Super Bowl winners having a rough time at 2-5
CBS SportsLine.com wire reports
PITTSBURGH -- Before the season began, the Pittsburgh Steelers laughed off suggestions they might be the latest in a long list of Super Bowl champions who followed up their title with a dud of a season.
Not this team, they said -- not with a quarterback so young and seemingly as impervious to setbacks as Ben Roethlisberger. Not with a coach as driven as Bill Cowher. Not with leaders like Hines Ward, Joey Porter and Roethlisberger to continue the follow-me attitude that left when Jerome Bettis retired.
"I think we have a chance to be really, really good," defensive end Brett Keisel said.
So how could they be this bad -- really, really bad at 2-5, with five losses in six games. The close losses to the Bengals and Falcons were explainable maybe, but how they can reconcile this -- losing to the Oakland Raiders, a team that looked a few weeks ago like it might not win a game.
"But this team, we've got a lot of pride," linebacker James Farrior said after a 20-13 loss Sunday in Oakland left the Steelers tied for last place in the AFC North. "Our season's not over yet, and we're not going to give up."
However, the Steelers trail Baltimore (5-2) by three games in the AFC North, and no Super Bowl champion has had a worse start since the 1987 Giants were 1-6. The Steelers have two games left with the Ravens and five in the division, yet they keep looking like a team that expects to win by reputation rather than by performance, perhaps an understandable attitude for a team that was 26-6 the last two seasons.
Maybe Roethlisberger's uneven start can be explained away -- after all, a serious motorcycle crash, an appendectomy and a concussion in little more than four months clearly have taken a toll on his play.
Just when he was settling into to becoming the game-altering quarterback he was last season, throwing five touchdown passes in a game and a half against the Chiefs and Falcons, the concussion he sustained Oct. 22 in Atlanta seemed to affect his confidence and performance against Oakland.

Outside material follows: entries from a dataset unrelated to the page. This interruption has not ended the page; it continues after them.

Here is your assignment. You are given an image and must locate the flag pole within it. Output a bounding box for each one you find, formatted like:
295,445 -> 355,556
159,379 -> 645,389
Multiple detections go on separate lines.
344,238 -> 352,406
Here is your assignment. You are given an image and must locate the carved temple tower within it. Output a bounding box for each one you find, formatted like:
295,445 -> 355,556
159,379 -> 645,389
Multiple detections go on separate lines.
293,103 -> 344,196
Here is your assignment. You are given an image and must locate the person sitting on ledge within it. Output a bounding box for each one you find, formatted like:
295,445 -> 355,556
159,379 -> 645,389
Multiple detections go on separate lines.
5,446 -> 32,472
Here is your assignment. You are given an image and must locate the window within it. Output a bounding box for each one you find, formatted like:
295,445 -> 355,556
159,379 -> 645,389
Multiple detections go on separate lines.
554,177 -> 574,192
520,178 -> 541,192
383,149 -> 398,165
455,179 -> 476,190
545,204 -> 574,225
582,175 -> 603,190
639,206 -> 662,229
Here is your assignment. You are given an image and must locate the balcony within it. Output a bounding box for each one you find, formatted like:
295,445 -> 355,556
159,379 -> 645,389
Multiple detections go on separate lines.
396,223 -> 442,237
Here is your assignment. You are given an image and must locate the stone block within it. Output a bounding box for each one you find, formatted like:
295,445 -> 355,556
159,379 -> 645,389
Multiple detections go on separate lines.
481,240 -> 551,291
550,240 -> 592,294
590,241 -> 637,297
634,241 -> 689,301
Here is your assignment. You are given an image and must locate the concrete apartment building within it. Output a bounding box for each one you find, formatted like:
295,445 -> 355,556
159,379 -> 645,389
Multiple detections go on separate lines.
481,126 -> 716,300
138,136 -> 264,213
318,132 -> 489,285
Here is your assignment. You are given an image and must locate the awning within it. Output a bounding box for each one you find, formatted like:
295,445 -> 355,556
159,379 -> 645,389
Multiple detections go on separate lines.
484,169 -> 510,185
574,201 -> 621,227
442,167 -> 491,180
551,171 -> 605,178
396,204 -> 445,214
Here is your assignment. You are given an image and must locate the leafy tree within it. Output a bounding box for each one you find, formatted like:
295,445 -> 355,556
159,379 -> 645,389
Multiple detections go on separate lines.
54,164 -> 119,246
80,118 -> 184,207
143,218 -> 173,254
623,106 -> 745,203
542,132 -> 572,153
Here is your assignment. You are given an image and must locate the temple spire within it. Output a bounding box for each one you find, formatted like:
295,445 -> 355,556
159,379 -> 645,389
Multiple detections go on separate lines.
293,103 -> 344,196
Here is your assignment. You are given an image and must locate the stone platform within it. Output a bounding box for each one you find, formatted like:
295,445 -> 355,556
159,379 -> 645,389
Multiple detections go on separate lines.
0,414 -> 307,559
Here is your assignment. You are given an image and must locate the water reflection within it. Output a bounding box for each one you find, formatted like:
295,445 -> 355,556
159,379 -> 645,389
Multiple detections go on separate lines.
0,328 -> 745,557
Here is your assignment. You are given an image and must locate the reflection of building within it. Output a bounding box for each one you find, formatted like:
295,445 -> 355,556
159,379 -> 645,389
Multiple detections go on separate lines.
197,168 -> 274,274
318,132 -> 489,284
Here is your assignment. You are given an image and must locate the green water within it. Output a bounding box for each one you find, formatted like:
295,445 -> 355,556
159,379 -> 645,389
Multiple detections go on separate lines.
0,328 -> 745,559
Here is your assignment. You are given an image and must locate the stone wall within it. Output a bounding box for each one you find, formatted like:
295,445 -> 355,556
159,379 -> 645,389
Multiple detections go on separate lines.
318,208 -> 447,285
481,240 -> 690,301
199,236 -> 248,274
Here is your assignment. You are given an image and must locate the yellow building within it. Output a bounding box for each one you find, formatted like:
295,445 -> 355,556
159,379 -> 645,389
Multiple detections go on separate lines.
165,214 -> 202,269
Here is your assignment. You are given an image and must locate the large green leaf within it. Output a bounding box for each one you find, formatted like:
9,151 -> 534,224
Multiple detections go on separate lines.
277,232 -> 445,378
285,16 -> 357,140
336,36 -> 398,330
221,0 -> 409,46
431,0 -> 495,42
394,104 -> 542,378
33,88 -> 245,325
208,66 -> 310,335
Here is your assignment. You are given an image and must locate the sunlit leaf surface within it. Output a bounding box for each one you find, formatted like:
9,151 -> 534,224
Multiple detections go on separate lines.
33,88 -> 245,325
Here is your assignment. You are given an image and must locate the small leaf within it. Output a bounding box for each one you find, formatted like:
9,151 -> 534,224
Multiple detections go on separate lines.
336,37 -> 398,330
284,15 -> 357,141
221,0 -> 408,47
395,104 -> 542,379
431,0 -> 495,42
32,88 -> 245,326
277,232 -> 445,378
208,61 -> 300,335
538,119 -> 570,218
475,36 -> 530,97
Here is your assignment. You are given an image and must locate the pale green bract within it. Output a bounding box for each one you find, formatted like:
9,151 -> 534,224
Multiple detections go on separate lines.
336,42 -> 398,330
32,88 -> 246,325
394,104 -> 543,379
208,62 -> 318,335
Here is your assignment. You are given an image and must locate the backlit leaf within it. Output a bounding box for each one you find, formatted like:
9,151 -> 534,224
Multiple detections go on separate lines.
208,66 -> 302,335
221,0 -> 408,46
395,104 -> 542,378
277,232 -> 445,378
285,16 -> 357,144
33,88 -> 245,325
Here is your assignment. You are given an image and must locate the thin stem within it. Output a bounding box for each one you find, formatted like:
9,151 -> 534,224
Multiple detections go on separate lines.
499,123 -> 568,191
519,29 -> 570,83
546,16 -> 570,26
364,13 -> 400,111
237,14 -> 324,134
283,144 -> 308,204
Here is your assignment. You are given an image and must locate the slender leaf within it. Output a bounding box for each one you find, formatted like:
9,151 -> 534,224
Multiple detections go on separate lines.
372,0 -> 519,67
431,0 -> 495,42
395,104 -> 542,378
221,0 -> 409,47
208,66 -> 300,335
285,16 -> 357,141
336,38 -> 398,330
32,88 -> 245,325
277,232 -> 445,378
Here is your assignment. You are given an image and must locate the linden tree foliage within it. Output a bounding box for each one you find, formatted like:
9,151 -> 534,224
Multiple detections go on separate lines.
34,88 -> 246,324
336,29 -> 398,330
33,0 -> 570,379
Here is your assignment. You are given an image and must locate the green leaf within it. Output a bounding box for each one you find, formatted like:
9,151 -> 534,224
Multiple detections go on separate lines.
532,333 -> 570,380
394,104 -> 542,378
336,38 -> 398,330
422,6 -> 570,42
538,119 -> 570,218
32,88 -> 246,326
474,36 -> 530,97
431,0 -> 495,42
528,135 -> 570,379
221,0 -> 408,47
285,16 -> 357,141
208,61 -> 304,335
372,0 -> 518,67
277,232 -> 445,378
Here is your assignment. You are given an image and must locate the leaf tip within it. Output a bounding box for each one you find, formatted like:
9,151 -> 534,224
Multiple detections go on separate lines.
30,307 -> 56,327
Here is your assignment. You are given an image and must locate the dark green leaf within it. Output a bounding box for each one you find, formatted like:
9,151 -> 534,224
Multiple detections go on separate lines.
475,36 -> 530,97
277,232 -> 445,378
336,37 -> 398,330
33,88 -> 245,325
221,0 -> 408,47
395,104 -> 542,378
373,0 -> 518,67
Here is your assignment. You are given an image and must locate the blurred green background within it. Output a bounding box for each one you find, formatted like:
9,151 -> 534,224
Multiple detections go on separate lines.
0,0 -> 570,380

Not only did he throw four interceptions, two were returned for touchdowns. The Raiders did little on offense, yet the Steelers lost perhaps their most bizarre game since they outgained Houston by nearly 400 yards in 2002 and lost 24-3 on three turnovers that were returned for touchdowns.
"It was a strange, strange game," defensive coordinator Dick LeBeau said. "We're making too many errors. The competition in this league is too close to allow that to happen."
"Right now, I'm letting the whole team down," said Roethlisberger, who was allowed to play only a week after being knocked unconscious in Atlanta -- a debatable medical decision that was criticized by physicians who study concussion-related sports injuries.
Asked if he felt comfortable playing Roethlisberger following his latest serious medical setback, Cowher said, "I wasn't comfortable throwing four interceptions."
All around there are signs this isn't like the Steelers teams that has had records of 13-3, 10-5-1, 15-1 and 11-5 since 2001. This is only the second time in Cowher's 15 seasons they have been 2-5. They also were in 2003, when they finished 6-10, tying for their worst record under Cowher.